Épave du Ravenel : 63 ans de silence balayés par une découverte poignante
Épave du Ravenel : 63 ans de silence balayés par une découverte poignante

L’annonce a bouleversé l’archipel : l’épave du Ravenel, disparu corps et âme en janvier 1962, a enfin été localisée à sept milles nautiques de Saint-Pierre-et-Miquelon, mettant un terme à plus de six décennies de mystère et de chagrin pour les familles des quinze marins disparus.

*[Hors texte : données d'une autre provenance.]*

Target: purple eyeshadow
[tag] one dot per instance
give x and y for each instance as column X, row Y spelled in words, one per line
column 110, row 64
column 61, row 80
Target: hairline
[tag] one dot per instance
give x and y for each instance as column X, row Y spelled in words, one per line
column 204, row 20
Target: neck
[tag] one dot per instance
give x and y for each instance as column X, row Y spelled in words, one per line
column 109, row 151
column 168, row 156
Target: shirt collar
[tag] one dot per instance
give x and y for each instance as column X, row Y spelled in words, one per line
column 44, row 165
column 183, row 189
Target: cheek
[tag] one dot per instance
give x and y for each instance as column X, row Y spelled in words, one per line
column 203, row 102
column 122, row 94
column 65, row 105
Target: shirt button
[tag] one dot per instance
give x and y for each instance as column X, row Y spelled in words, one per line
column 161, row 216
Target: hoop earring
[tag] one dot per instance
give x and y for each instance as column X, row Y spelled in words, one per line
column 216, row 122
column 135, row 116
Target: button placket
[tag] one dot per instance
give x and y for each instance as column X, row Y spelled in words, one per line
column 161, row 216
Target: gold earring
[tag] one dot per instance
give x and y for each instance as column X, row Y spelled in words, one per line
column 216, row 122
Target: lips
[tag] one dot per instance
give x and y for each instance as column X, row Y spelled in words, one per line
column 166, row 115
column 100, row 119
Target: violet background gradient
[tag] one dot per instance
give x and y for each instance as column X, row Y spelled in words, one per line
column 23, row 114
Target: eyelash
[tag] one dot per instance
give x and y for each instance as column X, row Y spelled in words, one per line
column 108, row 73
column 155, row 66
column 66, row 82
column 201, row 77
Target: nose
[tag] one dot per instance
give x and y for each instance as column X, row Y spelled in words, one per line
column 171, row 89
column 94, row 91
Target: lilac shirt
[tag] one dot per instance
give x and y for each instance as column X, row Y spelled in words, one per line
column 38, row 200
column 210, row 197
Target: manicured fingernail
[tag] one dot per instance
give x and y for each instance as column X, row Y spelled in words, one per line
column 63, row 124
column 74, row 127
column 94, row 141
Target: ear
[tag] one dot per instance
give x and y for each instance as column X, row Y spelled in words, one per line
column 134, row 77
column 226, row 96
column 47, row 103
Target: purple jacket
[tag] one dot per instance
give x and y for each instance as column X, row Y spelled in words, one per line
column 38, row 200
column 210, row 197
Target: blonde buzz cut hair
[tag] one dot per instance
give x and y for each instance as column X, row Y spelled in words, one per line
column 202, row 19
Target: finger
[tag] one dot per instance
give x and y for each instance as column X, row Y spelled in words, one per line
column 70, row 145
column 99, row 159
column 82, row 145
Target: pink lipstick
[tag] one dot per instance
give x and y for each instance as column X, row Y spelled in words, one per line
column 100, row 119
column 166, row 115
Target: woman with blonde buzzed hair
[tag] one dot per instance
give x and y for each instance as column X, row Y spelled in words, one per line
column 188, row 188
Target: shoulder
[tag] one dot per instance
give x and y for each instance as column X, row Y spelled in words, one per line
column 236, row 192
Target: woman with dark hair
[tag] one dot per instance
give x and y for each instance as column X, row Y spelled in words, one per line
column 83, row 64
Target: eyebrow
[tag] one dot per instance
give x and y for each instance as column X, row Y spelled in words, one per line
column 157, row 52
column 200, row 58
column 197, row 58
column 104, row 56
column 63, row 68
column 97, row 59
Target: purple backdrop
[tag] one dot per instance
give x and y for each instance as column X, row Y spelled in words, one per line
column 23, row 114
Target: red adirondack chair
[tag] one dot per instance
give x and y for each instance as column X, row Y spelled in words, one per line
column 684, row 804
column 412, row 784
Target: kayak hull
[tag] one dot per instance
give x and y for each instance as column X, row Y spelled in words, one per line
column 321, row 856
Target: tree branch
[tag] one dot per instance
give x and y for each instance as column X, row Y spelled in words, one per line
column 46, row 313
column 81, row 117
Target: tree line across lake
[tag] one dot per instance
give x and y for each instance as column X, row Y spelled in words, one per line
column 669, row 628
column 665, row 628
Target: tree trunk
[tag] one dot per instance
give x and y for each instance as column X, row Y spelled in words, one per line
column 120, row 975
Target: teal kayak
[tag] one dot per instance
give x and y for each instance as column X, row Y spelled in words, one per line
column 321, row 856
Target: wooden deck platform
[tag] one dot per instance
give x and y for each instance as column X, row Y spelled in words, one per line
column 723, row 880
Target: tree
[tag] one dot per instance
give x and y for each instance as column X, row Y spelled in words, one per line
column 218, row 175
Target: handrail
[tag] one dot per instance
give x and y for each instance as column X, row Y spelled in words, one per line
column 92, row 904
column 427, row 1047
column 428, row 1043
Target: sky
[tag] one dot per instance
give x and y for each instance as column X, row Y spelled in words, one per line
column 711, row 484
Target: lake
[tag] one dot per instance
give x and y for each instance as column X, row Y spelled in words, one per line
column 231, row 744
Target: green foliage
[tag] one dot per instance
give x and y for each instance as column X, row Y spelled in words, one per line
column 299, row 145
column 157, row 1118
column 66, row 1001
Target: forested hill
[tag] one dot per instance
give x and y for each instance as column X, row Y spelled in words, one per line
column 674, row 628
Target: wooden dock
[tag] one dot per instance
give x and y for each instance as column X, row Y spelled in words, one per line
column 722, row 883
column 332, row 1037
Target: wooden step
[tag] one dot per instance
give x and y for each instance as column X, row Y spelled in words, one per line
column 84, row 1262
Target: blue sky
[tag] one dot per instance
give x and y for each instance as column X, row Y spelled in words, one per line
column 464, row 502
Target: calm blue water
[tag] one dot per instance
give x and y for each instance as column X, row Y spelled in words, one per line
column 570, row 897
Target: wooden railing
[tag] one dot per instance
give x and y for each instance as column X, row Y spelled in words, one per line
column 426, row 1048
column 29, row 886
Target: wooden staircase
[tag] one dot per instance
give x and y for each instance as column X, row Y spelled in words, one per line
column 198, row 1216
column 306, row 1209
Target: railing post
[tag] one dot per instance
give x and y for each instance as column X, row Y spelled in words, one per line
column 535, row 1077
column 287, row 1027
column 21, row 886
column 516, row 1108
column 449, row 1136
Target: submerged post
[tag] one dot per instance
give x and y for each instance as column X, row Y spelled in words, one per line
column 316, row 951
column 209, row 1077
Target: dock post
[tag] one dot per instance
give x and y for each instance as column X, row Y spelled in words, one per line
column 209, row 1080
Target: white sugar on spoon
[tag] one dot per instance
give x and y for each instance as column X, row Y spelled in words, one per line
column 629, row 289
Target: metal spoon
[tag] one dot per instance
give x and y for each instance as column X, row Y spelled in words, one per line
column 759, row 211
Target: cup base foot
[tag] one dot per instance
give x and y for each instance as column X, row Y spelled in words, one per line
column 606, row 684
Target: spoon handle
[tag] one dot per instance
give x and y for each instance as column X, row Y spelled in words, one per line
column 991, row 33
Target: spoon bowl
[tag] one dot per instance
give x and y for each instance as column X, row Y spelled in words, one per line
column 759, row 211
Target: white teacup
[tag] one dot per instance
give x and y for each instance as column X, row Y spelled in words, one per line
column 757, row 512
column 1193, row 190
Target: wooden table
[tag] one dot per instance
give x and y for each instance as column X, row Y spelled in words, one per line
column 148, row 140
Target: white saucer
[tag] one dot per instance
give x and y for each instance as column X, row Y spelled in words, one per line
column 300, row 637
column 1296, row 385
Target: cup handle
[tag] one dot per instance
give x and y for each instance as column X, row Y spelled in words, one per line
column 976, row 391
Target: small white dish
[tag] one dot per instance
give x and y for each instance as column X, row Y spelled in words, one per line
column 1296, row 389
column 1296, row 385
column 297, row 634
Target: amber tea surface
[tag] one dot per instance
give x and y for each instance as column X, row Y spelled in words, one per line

Une tragédie figée dans le froid et le silence

Parti par des conditions météorologiques extrêmes (des températures autour de -20 °C et des vents à plus de 120 km/h), le chalutier n’avait jamais regagné le port, ne laissant derrière lui que des veuves, des orphelins et une douleur collective, toujours vive chez les 6 000 habitants de l’archipel. Malgré les rares débris retrouvés à Terre-Neuve, aucune trace du navire n’avait pu être localisée… jusqu’à ce mois de juin 2025. L’identification du Ravenel repose sur un faisceau d’indices visuels : rambardes, chalut, timonerie et cloche du navire correspondent aux images connues du bateau. Les familles ont pu visionner les images filmées par un robot sous-marin, dévoilant un bateau quasiment intact, reposant à 122 mètres de profondeur, enveloppé de végétation marine.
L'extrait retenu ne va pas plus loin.